Qualifying Offer Before FA Topic

Here's a simple to program and play way to bring qualified offers into HBD FA.

The current MLB rule is before a player can be a Type A or B, their current team has to offer a 1-year contract of at least the average of the 125 top paid player from the previous season.  If the player rejects that, they go FA and the team that loses them gets a comp pick (draft protection rules are a little different, but it's the same idea.)

It would be easy to write the code to figure that out that amount and add it to the FA negotiation screen. Just like there's a way to indicate if a player will resign or go FA no matter what or if they're a Type A/B on the current screen.

Current GM would have the option of offering that amount or more in a 1 year deal.  Max of $30M like it is now.

What would be hard to code is a fair decision by the player to accept or reject. No matter how that's done, it's going to seem like the wrong decision half the time.

The way to avoid that is to have the other 31 GMs decide.

For a 24 hour period before open FA bidding starts, or the first day of open FA bidding, all qualified offers are presented to all GMs.  Any GM willing to match or beat the qualified offer indicates that.

If a player get's at least one matching offer, they reject the qualified offer and go FA.

The only thing different about that offer is if you check the Match Offer box, you can't withdraw that offer.  If no other GM beats you offer within a few days (just like FA works now), you get that player at that amount.

That will stop us from claiming we'd match every offer and force all players to reject the qualified offer and go FA.

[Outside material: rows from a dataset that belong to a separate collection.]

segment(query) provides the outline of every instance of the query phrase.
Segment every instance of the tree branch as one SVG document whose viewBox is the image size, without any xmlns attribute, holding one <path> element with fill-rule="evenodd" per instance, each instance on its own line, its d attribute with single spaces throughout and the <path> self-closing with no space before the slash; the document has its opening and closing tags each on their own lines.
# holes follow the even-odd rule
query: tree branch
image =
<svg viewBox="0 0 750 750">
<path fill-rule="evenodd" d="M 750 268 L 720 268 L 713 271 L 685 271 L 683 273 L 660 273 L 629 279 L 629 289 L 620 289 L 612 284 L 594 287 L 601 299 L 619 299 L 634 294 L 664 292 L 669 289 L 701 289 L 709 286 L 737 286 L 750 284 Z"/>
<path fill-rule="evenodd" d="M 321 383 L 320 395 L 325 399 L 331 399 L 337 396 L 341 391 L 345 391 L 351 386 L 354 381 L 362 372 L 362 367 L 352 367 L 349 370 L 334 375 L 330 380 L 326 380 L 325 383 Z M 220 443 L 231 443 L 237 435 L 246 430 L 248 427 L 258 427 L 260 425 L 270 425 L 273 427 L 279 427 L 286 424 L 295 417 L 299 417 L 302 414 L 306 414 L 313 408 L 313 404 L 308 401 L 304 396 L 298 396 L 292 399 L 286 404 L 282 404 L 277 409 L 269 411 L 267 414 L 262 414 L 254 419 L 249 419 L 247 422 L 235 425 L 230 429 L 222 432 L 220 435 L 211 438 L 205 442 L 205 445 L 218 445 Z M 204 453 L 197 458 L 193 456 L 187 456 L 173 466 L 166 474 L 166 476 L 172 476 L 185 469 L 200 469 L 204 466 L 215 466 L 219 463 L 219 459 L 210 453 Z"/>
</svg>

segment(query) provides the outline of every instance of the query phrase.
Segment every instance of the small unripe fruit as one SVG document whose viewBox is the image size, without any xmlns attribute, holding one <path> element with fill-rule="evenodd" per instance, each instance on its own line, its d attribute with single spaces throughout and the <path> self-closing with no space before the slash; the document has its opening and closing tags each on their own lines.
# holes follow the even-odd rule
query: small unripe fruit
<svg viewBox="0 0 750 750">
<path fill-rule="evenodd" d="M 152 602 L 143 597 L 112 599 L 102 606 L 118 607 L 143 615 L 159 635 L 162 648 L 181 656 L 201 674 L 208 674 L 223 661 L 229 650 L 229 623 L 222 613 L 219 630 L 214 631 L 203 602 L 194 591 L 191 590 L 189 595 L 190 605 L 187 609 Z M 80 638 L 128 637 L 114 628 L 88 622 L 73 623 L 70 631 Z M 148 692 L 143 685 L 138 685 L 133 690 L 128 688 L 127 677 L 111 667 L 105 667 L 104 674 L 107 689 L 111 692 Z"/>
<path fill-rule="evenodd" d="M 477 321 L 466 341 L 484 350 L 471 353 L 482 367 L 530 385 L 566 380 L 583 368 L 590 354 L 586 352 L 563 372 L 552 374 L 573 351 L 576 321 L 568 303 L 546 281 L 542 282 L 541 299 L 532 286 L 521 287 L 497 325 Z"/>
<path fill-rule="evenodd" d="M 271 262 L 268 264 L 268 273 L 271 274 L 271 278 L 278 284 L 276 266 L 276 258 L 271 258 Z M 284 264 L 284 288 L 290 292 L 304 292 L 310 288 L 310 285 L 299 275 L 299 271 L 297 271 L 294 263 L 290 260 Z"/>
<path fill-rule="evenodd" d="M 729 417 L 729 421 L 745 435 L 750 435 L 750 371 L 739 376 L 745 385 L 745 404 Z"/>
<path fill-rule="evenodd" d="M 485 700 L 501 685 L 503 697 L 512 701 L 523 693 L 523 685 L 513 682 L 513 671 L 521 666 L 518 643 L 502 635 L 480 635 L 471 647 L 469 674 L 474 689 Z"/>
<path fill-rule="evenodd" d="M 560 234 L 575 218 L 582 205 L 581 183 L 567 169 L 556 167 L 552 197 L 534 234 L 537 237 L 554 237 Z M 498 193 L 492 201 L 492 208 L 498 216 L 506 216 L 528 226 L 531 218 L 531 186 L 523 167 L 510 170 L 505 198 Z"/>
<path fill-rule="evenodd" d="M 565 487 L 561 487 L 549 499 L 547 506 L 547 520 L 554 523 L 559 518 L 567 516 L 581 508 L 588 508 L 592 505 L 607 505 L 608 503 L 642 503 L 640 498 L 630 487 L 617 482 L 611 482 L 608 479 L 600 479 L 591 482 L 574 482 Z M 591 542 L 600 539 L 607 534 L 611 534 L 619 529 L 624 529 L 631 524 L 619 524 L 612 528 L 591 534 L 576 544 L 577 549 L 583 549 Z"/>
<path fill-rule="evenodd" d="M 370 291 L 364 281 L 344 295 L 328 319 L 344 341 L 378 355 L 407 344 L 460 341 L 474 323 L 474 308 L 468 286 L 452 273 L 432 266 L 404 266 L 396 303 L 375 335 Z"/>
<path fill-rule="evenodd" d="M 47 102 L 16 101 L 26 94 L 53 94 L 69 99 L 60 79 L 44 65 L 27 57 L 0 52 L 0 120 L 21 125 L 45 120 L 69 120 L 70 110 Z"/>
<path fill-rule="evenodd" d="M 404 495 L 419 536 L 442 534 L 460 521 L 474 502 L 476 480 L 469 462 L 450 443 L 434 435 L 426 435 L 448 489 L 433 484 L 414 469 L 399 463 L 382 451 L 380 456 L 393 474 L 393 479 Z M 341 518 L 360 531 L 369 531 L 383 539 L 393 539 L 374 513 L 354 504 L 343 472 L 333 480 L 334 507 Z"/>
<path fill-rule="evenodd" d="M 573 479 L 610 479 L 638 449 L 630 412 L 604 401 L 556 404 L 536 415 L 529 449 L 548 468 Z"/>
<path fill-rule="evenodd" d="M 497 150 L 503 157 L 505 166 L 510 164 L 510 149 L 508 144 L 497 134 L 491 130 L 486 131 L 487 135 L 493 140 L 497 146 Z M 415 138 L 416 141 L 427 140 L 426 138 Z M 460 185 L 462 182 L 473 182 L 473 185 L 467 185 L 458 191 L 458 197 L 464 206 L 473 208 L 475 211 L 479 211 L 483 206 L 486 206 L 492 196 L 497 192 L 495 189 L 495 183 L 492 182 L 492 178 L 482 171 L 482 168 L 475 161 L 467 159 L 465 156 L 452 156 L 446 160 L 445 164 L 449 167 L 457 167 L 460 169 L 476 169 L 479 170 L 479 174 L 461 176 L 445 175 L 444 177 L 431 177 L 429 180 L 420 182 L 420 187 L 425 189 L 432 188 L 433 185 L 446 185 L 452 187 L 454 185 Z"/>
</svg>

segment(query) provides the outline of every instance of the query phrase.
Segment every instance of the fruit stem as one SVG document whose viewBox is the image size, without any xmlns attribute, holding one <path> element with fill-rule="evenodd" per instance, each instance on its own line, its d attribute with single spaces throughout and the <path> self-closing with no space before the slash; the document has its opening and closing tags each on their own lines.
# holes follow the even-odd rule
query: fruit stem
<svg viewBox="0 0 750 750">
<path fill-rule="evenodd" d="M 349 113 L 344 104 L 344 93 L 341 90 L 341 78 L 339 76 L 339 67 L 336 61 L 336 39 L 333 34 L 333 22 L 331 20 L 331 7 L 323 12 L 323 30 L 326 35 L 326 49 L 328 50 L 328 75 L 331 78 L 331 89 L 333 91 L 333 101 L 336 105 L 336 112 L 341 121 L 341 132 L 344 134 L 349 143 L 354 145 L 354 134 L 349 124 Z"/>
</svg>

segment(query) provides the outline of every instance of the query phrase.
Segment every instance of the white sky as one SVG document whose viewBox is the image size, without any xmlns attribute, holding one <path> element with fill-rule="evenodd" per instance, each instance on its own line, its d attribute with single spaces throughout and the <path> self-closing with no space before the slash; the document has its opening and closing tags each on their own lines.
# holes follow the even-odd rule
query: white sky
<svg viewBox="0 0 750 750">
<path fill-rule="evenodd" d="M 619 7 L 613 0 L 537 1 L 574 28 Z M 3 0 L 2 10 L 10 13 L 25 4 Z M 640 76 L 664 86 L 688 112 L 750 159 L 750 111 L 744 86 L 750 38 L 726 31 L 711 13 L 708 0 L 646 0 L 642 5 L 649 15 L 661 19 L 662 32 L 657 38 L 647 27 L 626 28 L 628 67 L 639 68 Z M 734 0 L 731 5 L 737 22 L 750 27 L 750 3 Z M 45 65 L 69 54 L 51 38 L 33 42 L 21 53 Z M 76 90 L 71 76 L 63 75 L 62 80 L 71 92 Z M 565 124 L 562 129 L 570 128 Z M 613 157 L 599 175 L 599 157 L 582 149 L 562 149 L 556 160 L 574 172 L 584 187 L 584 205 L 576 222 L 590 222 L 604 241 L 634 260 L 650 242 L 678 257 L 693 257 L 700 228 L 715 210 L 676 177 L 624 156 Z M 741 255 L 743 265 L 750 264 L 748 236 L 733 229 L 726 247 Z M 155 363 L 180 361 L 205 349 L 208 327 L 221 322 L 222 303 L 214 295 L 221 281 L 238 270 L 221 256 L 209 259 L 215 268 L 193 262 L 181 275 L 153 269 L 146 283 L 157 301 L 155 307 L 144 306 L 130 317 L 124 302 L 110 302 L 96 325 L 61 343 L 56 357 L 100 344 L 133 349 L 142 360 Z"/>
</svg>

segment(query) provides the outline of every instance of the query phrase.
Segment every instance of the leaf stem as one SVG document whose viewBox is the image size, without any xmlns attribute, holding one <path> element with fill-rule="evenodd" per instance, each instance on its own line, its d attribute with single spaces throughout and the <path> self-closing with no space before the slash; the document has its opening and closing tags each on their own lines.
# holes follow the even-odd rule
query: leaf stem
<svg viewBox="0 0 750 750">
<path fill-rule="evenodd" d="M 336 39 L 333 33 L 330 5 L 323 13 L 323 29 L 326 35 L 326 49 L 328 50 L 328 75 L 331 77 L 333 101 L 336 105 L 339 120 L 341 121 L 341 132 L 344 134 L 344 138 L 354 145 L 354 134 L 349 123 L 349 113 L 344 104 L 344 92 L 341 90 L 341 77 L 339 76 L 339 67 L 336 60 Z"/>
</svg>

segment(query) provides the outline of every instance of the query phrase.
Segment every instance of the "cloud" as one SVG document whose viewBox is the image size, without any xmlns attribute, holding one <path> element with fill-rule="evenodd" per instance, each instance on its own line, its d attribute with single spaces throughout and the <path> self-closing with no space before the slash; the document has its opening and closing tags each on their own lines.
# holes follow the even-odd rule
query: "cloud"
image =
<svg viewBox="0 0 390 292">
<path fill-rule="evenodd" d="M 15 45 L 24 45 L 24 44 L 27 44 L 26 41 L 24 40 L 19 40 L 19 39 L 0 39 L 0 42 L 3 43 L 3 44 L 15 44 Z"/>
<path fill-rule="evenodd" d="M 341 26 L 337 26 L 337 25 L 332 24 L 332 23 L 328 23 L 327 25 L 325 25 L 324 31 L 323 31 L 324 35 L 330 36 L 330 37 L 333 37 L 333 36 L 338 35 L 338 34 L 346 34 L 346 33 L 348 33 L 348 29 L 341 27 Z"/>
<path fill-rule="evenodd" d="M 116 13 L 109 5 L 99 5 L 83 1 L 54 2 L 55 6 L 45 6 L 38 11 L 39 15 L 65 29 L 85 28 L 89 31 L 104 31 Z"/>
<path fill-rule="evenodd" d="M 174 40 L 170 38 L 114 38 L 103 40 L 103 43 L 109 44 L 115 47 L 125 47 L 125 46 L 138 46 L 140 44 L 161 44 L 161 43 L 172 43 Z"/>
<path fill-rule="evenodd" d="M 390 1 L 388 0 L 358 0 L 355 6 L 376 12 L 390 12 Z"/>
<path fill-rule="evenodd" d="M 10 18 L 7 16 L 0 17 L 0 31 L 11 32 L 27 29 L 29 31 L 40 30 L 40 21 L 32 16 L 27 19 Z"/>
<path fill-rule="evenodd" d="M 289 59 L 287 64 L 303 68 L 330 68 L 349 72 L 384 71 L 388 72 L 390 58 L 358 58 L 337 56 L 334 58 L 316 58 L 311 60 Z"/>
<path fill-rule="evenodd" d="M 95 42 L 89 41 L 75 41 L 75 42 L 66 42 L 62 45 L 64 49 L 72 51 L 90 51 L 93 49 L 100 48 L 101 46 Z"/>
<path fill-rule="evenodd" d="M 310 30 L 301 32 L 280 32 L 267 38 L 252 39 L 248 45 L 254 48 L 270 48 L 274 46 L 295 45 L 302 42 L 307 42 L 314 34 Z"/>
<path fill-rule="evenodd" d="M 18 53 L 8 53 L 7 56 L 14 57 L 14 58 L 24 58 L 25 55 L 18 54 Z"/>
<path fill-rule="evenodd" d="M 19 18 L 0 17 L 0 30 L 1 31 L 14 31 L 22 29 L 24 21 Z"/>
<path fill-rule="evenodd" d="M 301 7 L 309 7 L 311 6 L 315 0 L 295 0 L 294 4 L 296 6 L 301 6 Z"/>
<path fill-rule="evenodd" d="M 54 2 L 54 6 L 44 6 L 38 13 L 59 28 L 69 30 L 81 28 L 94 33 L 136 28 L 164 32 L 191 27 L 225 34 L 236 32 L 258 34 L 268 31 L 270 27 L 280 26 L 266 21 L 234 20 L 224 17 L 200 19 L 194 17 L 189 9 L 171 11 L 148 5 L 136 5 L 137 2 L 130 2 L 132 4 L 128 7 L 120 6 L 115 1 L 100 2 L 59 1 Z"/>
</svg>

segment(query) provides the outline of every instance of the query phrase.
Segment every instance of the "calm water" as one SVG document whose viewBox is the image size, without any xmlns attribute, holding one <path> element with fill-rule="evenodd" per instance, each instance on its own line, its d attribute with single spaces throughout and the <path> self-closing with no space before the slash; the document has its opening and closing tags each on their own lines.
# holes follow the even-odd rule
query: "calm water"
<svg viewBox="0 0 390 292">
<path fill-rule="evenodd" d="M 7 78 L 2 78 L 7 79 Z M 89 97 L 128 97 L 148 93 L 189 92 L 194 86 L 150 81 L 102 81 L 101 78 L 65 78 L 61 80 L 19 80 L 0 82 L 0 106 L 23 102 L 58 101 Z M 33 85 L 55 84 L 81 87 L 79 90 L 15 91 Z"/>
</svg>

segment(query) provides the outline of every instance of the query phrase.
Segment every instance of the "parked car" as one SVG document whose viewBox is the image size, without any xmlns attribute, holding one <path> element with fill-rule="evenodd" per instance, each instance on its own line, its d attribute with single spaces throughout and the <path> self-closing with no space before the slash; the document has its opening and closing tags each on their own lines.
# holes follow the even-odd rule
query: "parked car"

Simple and fair system. Brings market value to at least this part of the FA process.


This my B Suggestion.  A Suggestion remains to remove Type A/B FAs from HBD. That makes some sense in MLB, where team budgets are not even close to the same, so Type A/B tends to balance competition. In HBD, every team has the same budget. Type A/B only helps keep the better teams better, so it causes and maintains unbalance.  But if HBD is going to be an MLB simulation, there's a good chance Type A/B FAs will remain in the game.
4/11/2013 4:12 PM
What would be hard to code is a fair decision by the player to accept or reject. No matter how that's done, it's going to seem like the wrong decision half the time.

That shouldn't be too hard.  Assuming that the GM is presented with the "target" number, then it would be a 50% chance that the player accepts.  The more the GM offers over the target number, the higher the chance that it will be accepted.  That can be directly correlated to how much more is offered (e.g., if the qualifying offer is 10% higher than the target, then it's a 60% chance that it's accepted.
4/11/2013 5:23 PM
Good point. I like the market price model better. But your idea is probably easier to get done.
4/11/2013 8:07 PM
Your "market value" suggestion makes the market for top-value FA's a "one locked-in bid" game.  Not sure if that's what we really want.
4/11/2013 9:39 PM
No. That's just a starting point. Normal process kicks in from there. I don't know how the system decides which is the top bid, but I know 3 yr $30M beats 1 yr $11M.
4/12/2013 12:00 AM

I actually think you guys are combining Qualifying Offer with Free Agent negotiations.  A Qualifying Offer is the average salary of the top 20% of players in the league.  In my league, that is roughly $8M.  So for any departing FA, you would need to offer that amount to receive compensation.  If they were to decline, then you would still be able to negotiate with them as though they were a normal FA (increase $ or years, decide to leave based on Patience, etc.).

And the more I think about it, you really don't need Qualifying Offers anyway.  You really just need to increase what it takes for a player to earn compensation.  Fact is, you are not going to make a QO to anyone would accept it, because it would have to based on what the offer is compared to what they are asking for, and the only player who would accept would be the one you could get for cheaper anyway.

We could really just assume that QOs were made to anyone who is asking for $7.5M or more over 2 years or more.  And the player has to be on your team for the full season.  Then you're probably down to 4 or 5 guys who actually would deserve/earn compensation.